To be fair, the LOVE statue on campus is not the original. The original started as a pop art image by American artist Robert Indiana, the red letters cast before a background of blue and green. The slanting of the O was designed intentionally as to have the negative spaces forming a V in between the letters, which as Indiana says “makes the letters dynamic.” Before long, the popularity of the piece brought the piece to serve as a print image for the 1964 Museum of Modern Art Christmas card, then becoming a popular US postage stamp in 1973.
It was in 1970 that the print image was brought to life in sculptural form. Fabricated from sheets of COR–TEN steel, the material was bolted together to transform the two–dimensional design into a three–dimensional one. Since 1970, that statue has been on display at the Indianapolis Museum of Art, but countless replicas have been made since.
Particularly of interest to us, however, are the copies in Center City and on campus. The one in Center City debuted during the 1976 bicentennial celebration and has since became one of the most popular sculptures in the city. It was installed on a loan, but when Philadelphia could not pay back the $45,000 sticker price, it had to be returned to Indiana in 1978. In response, F. Eugene Dixon, former owner of the Philadelphia 76ers basketball team, bought the sculpture and donated it to the city the same year.

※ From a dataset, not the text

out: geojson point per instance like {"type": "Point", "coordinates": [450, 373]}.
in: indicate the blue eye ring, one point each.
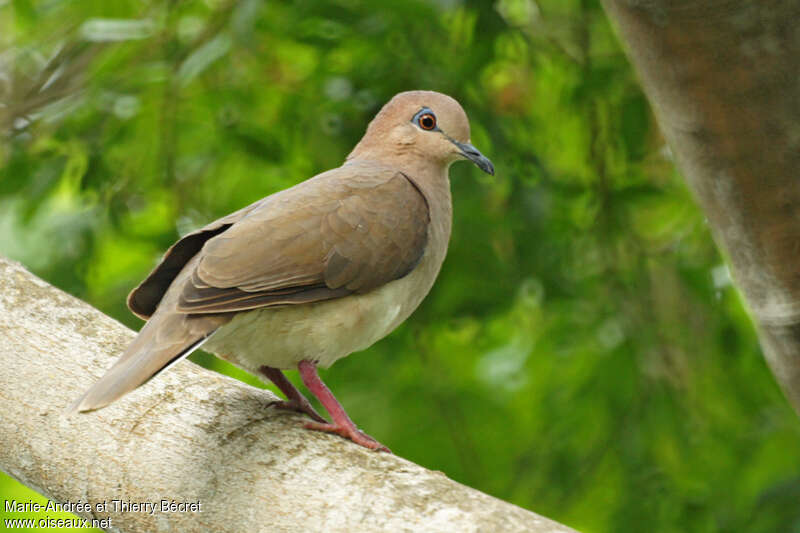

As to the one on campus, Penn’s LOVE statue was gifted to the school in 1996 from Jeffrey J. and Sivia Loria, an American art dealer and former owner of the Miami Marlins. When it was installed in the triangular patch of green at the 36th Street and Locust Walk, it replaced a sculpture called “We Lost” by Tony Smith that now sits in front of the Singh Center for Nanotechnology.
The symbolism behind the statue is not merely a statement of love. At the time the first of the series was built, "love" was meant to encompass conceptions of free love, the sexual revolution, and anti–war counterculture movements. But the meaning was also a personal one to the artist. Growing up, Indiana attended the Church of Scientology. At the services, he saw a tiny plaque over the reader’s platform with the words “God is love” inscribed on it. In fact, his first artworks bore the same words “God is love” before he later decided to shorten the phrase to just "LOVE." In that, the word “love” also has a spiritual connection.
The statue shows that one does not have to know all the technical terms to talk about art or to be touched by art. The emotions embedded in LOVE are complex, yet accessible and universal. Around the time Indiana began creating LOVE, he was also working on other works earmarked by the words EAT, HUG, and DIE, but the others never caught on the way LOVE did. If anything, it’s a testament to the strength of love.
Indiana had conceived of his statue as a means to “cover the world with love.” For Philly, the City of Brotherly Love, he had envisioned a larger statue that stood 24 feet high with an internal staircase. He says, “that way you could be in LOVE, not just beside it or on it.” Though that project never came to fruition, the very presence of the LOVE statue is a reminder of just how ubiquitous love is. Physically and conceptually.
And yes, while the LOVE statue has certainly garnered its fair share of attention, it cannot encapsulate the real love surrounding us.